4th Vice-Chancellor of Darul Uloom Deoband
- In office 1871 to 1888
- Preceded by: Sayyid Muhammad Abid
- Succeeded by: Sayyid Muhammad Abid

Personal details
- Born: 28 December 1836 Deoband, Saharanpur district, North-Western Provinces
- Died: 22 January 1891 (aged 54) Medina, Hejaz Vilayet, Ottoman Empire
- Resting place: Jannat al-Baqīʿ

Religious life
- Religion: Islam
- Denomination: Sunni Hanafi
- Movement: Deobandi

= Rafiuddin Deobandi =

Indian Muslim scholar

Rafiuddin Deobandi (1836–1891) was an Indian Muslim scholar, Sufi shaykh, and administrator who served twice as the Vice-Chancellor of Darul Uloom Deoband, holding the office for approximately nineteen years. He was an authorised disciple of Abdul Ghani Mujaddidi Dehlavi in Sufism and later migrated to Medina, where he died in 1890.

== Biography ==
Rafiuddin Deobandi was born in Deoband on 19 Ramadan 1252 AH (28 December 1836 CE). His father, Fariduddin Deobandi, was a religious scholar associated with the Usmani family of Deoband and was a khalifa (authorized disciple) of Sayyid Ahmad Barelvi.

Although he did not complete a formal course of study at a traditional seminary, he possessed substantial knowledge of Persian and Islamic sciences.
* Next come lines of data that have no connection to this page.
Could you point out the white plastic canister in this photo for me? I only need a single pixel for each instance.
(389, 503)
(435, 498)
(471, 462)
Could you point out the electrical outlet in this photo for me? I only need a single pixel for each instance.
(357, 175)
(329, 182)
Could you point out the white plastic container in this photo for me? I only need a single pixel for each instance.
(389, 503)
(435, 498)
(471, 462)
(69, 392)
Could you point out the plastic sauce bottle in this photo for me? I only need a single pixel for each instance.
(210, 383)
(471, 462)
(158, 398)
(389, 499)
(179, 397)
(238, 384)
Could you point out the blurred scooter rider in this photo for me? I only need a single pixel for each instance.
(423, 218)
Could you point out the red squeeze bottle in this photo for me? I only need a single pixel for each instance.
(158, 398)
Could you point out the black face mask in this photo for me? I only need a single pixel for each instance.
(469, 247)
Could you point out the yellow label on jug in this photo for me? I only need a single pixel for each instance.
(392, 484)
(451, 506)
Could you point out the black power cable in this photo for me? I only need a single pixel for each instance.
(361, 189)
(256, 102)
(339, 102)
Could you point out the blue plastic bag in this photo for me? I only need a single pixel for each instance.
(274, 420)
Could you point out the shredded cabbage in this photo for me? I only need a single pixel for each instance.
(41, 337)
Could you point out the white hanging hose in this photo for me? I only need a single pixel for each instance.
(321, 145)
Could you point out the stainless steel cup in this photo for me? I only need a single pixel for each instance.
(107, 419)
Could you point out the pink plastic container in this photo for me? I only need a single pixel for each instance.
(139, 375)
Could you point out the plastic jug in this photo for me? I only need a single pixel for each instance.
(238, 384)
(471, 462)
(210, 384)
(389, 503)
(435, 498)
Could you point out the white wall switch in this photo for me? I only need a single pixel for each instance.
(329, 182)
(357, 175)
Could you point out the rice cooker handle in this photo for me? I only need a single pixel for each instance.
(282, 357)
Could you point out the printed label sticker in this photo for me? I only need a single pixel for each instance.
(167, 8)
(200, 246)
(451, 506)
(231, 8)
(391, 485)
In Sufism, he was a khalifa of Abdul Ghani Mujaddidi Dehlavi (d. 1878), who was also a teacher of Rashid Ahmad Gangohi and Muhammad Qasim Nanautavi. He also benefited from Imdadullah Muhajir Makki in spiritual matters. Among his authorised disciples were Aziz-ul-Rahman Usmani, while Murtaza Hasan Chandpuri was among those associated with him as a spiritual adherent.

He served twice as the Vice-Chancellor of Darul Uloom Deoband. In 1284 AH (1867 CE), he assumed the office when Sayyid Muhammad Abid departed for the Hajj pilgrimage. In 1286 AH (1869 CE), Rafiuddin himself left for Hajj and the administration was handed back to Sayyid Muhammad Abid. Approximately three years later, in 1288 AH (1871 CE), he was reappointed Vice-Chancellor after Sayyid Muhammad Abid became occupied with the construction of the Jami Masjid of Deoband and other engagements. He remained in office until 1306 AH (1888 CE), serving in the position for about nineteen years in total.
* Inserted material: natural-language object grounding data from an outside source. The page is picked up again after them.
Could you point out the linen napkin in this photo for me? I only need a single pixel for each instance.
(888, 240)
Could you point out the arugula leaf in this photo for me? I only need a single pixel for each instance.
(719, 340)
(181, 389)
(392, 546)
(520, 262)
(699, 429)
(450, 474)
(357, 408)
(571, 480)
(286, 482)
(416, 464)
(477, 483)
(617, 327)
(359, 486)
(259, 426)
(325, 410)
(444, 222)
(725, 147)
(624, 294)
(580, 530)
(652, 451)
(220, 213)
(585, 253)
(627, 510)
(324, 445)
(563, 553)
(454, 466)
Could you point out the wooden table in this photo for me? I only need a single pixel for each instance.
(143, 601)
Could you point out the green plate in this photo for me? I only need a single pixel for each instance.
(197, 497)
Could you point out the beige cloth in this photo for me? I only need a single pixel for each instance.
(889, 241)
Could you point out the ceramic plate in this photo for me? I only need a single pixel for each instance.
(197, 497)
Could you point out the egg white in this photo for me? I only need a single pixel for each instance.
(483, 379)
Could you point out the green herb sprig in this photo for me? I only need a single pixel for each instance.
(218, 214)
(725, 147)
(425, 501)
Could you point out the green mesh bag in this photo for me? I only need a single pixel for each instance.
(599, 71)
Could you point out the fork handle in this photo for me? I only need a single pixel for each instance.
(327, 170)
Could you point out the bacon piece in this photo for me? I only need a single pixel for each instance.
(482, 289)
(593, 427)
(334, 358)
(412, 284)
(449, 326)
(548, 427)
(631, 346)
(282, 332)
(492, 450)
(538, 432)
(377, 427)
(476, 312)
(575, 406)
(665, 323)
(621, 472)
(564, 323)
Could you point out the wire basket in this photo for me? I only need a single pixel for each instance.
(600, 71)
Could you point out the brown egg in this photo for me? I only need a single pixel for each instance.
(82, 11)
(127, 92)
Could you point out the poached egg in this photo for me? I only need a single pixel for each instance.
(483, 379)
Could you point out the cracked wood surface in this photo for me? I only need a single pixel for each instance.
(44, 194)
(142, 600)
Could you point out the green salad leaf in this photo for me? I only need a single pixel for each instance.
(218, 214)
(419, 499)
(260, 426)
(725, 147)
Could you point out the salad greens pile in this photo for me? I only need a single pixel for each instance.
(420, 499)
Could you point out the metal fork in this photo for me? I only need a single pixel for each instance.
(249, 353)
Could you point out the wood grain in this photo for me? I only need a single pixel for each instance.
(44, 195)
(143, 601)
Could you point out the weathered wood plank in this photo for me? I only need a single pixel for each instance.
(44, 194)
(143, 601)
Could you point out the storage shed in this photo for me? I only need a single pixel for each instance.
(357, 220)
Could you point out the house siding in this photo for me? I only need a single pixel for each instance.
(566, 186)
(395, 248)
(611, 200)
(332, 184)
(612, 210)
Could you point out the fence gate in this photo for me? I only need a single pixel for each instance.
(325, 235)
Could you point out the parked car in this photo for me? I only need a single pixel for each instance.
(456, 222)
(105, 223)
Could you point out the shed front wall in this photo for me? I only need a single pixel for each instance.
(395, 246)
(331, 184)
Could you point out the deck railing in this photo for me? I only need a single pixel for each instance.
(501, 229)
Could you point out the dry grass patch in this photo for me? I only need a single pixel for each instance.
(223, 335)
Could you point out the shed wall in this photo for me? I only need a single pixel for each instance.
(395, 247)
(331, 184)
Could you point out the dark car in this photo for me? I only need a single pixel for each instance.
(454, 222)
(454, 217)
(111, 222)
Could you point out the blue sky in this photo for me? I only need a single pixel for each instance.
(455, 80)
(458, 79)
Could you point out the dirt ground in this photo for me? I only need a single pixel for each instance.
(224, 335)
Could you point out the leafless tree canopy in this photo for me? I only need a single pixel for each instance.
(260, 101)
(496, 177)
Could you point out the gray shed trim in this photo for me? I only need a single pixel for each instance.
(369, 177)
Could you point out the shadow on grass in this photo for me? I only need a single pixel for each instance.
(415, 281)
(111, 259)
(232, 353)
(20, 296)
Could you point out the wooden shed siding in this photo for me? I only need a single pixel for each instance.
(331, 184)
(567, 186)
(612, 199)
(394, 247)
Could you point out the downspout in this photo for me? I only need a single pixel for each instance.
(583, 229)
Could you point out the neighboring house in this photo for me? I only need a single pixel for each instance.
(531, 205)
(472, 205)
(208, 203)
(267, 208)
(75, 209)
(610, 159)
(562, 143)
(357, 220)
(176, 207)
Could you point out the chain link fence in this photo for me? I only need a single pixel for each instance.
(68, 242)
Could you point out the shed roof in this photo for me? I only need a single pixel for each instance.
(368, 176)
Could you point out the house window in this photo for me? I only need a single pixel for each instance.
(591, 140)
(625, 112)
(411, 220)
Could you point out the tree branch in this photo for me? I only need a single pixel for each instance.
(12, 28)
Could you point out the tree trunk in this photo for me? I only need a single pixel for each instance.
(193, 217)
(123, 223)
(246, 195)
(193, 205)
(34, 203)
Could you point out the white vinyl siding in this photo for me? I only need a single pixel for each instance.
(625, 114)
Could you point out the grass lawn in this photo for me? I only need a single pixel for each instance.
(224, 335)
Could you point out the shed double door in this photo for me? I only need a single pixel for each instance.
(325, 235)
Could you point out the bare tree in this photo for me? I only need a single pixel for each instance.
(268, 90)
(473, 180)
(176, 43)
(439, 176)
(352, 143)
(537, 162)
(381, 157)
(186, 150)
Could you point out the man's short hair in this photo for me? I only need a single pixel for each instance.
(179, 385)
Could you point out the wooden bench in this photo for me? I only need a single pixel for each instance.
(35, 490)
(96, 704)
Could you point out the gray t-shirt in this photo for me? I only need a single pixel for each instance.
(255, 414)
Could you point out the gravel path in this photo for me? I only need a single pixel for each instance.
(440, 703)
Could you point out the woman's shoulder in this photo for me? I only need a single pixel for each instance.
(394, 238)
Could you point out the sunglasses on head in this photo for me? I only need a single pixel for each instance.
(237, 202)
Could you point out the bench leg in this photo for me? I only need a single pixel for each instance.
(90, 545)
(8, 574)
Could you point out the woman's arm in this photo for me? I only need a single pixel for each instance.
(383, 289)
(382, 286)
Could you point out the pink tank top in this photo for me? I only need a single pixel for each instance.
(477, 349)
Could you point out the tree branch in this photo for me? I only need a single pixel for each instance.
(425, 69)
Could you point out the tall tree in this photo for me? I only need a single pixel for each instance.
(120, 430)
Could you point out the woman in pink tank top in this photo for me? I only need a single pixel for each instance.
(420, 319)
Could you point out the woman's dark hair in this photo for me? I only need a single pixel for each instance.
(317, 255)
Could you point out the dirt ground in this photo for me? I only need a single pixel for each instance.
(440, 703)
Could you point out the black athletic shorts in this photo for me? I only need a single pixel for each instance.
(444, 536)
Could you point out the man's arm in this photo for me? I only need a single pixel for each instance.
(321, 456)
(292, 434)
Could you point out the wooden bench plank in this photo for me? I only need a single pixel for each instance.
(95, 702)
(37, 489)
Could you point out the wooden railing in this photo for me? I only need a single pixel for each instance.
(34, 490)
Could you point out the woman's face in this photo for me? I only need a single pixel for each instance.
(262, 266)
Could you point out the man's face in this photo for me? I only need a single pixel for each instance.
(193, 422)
Several of the early buildings of Darul Uloom Deoband were constructed during his tenure as Vice-Chancellor. Among them was the institution's first building, known as Naw Darah. Its foundation stone was laid on 2 Dhu al-Hijjah 1292 AH (31 December 1875 CE) by Ahmad Ali Saharanpuri, Muhammad Qasim Nanautavi, Rashid Ahmad Gangohi, and Muhammad Mazhar Nanautawi, and the building was completed during Rafiuddin's administration after approximately eight years of construction.

A different account is recorded in Arwah-i Thalatha, according to which the foundation stone was laid by Mianji Munne Shah Deobandi, Sayyid Muhammad Abid Deobandi, Rashid Ahmad Gangohi, and Muhammad Qasim Nanautawi. (Note: Commenting on this discrepancy, a note in Sawanih-e-Qasmi states that the narrative preserved in the institutional records differs considerably from the later oral report recorded in Arwah-i Thalatha. The note argues that, from a historiographical perspective, a written contemporary record carries greater evidentiary weight than a transmission based on oral recollection. It further suggests a possible reconciliation between the two accounts by interpreting precedence in a relative rather than literal sense, proposing that Mianji Munne Shah may have been regarded as foremost in a spiritual capacity, while Ahmad Ali Saharanpuri was foremost among the scholars and Sayyid Muhammad Abid among the members of the consultative council (majlis-e-shura).)

According to Muhammad Tayyib Qasmi, Rafiuddin played a significant role in the intellectual and spiritual development of Darul Uloom Deoband alongside Muhammad Qasim Nanautavi and Rashid Ahmad Gangohi.

In 1306 AH (1888 CE), he migrated to the Harmain Sharifain. He stayed in Mecca for several months before moving to Medina, where he died on 12 Jumada al-Thani 1308 AH (22 January 1891 CE) and was buried in Jannat al-Baqi.